For years, patrons of Sears who were beloved fans of their tools and other products, held onto their retail card even though it charged every consumer 21% despite their credit score. While those days are long gone, the current rate is not much better even though the card is issued by Citibank, a reputable lender and not a subprime one which lends to consumers with below average credit scores. Nowadays, Sears offer three cards – both the Sears and Sears MasterCard cards offer a whopping APR of 25.24%. Only the store's “Home Improvement” account offers 14.40% or 18.40% based on creditworthiness.
“Before you pop the cork and break out the party hat, there’s some bad news,” he said. “The new rate makes 21% seem like a bargain, and it doesn’t appear that lower rates are available for those with excellent credit.”
If you are still gasping about the Sears interest rate, you won’t find any comfort at JC Penney who uses Synchrony Bank as their lender. Their financing terms are not any better with an interest rate of 26.99%.
“The thing about those interest rates is not the fact that they are so high, it’s that they are the same for everyone,” McClary said. “Those with excellent credit have no incentive to apply if they are going to be treated the same as someone at the other end of the spectrum.”
The lesson here is to refrain from using store credit cards, said Kevin Gallegos, vice president of the Phoenix operations for Freedom Financial Network, a consumer debt resolution company. Instead, pay with cash, use a debit card or a regular credit card. Or consumer could even consider layaway, which some stores still offer.
Gas Station-Branded Credit Cards Not a Good Option Either
Even gas station-branded credit cards are not a good deal, according to a CreditCards.com report. These gas cards also have high interest rates with an average APR of 24%, far above the 15% for general-purpose cards.
The typical gas card offers a $0.10 discount per gallon, which is a decent return or about 4% at current gas prices. When gas prices rise, that percentage will decline.
Only a few gas cards offer sign-up bonuses and among those that do, they are rather paltry. A common one is a few extra cents off per gallon for the first 60 or 90 days. These cards contrast sharply with general purpose credit cards that offer lucrative sign-up bonuses that can be worth hundreds of dollars.

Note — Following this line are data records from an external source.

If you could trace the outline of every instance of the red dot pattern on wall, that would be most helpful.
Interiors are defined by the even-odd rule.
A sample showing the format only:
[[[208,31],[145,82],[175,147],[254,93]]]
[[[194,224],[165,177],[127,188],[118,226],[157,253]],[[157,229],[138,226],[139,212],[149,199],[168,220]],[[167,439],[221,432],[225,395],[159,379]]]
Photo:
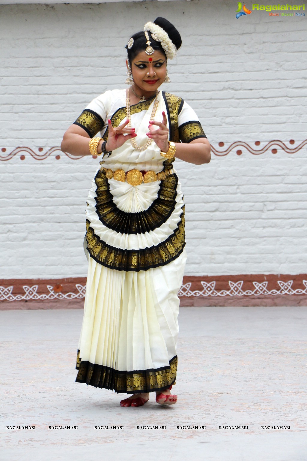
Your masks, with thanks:
[[[255,146],[258,146],[260,145],[261,142],[264,143],[264,142],[255,141],[254,144]],[[287,144],[280,140],[275,140],[269,141],[265,145],[263,145],[262,147],[256,149],[254,146],[249,145],[245,141],[234,141],[228,147],[225,148],[225,143],[222,141],[220,141],[218,143],[217,148],[212,144],[211,145],[211,148],[212,155],[216,155],[217,157],[225,157],[233,152],[235,152],[237,155],[241,155],[243,152],[245,152],[245,150],[253,155],[259,155],[269,150],[271,150],[273,154],[277,154],[278,151],[279,152],[283,151],[286,154],[293,154],[298,152],[305,146],[307,146],[307,139],[305,139],[301,142],[297,143],[295,147],[291,147],[289,146],[289,144],[293,145],[295,143],[295,142],[294,139],[290,139],[287,142]],[[222,150],[223,148],[225,150]],[[64,152],[62,154],[61,148],[58,146],[51,147],[48,150],[46,150],[42,154],[38,154],[29,147],[16,147],[8,154],[2,155],[1,152],[6,152],[6,148],[5,147],[1,148],[0,161],[11,160],[15,155],[18,154],[20,155],[22,153],[22,154],[20,155],[20,158],[22,160],[24,160],[25,159],[24,153],[29,154],[35,160],[46,160],[49,157],[52,158],[53,156],[57,160],[59,160],[63,154],[70,160],[79,160],[83,157],[87,156],[86,155],[72,155],[71,154],[69,154],[68,152]],[[42,147],[40,147],[38,148],[38,150],[39,152],[42,152],[44,149]],[[58,154],[58,152],[60,152],[60,154]],[[97,158],[97,155],[92,155],[92,157],[93,159],[96,159]]]

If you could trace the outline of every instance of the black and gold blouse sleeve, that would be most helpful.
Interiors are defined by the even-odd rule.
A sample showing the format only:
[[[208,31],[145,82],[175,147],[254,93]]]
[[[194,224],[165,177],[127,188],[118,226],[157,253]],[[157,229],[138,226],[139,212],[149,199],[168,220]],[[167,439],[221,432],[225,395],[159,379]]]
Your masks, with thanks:
[[[188,143],[199,138],[207,138],[195,112],[185,101],[178,113],[178,130],[182,142]]]
[[[99,114],[90,109],[85,109],[73,124],[81,126],[90,137],[93,138],[102,129],[104,124],[104,121]]]

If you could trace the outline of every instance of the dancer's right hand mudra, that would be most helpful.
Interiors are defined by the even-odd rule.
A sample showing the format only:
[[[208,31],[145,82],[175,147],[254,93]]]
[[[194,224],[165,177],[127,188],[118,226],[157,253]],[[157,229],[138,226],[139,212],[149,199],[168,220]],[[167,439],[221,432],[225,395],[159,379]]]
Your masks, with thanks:
[[[128,123],[129,120],[127,120],[119,126],[113,127],[111,120],[110,119],[108,120],[109,134],[108,141],[105,145],[106,150],[107,151],[114,150],[115,149],[122,146],[124,142],[128,139],[135,137],[137,136],[135,133],[135,128],[127,127],[127,125]],[[101,145],[99,147],[101,150]]]

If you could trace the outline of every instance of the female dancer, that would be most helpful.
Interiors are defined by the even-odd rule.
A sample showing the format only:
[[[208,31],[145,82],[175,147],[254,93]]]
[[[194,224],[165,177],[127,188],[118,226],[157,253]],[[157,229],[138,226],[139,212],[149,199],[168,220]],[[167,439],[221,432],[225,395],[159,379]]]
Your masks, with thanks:
[[[87,200],[88,272],[75,381],[132,394],[122,407],[143,405],[153,391],[158,403],[177,401],[170,390],[186,256],[183,194],[173,162],[210,160],[194,111],[158,90],[169,81],[167,60],[181,44],[166,19],[145,24],[126,47],[129,89],[93,99],[61,146],[103,159]],[[98,131],[102,137],[94,137]]]

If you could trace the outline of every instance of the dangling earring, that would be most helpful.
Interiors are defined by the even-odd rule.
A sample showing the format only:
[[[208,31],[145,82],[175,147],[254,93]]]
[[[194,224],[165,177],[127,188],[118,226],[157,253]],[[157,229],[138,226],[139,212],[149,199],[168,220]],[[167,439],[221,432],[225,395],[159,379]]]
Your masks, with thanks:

“Gas cards are the dull, boring sedans of the credit card world,” said Matt Schulz, CreditCards.com’s senior industry analyst. “They’re stuck in the slow lane, destined never to be flashy.”
While all gas cards are not a bad option because they can help a consumer build credit history, serve as a short-term money-saving tool and offer instant approval, many other options give people more value. Other cards issued directly by banks and credit card companies offer better cashback rewards such as a 5% back on gas purchases this summer, a $100 sign-up bonus and no an annual fee from Chase Freedom, Schulz said.
Despite their short-comings credit cards issued by retailers remain very popular. The total number of new cards issued as of July 2014 is 21.7 million, a seven-year high and an increase of 2.7% from July of 2013, according to a November 2014 report issued by Equifax, one of the three credit bureaus. Consumers, especially ones with subprime debt, remain fans of these cards with the total limit of new credit originated in that same time is $41.3 billion, a six-year high and an increase of 2.7%.
There are signs that consumers are not paying down their retail debt. The total number of loans outstanding in September 2014 is more than $195 million, the highest level since January 2009 and the total outstanding balance is $59.6 billion, an increase of 6.7% from 2013.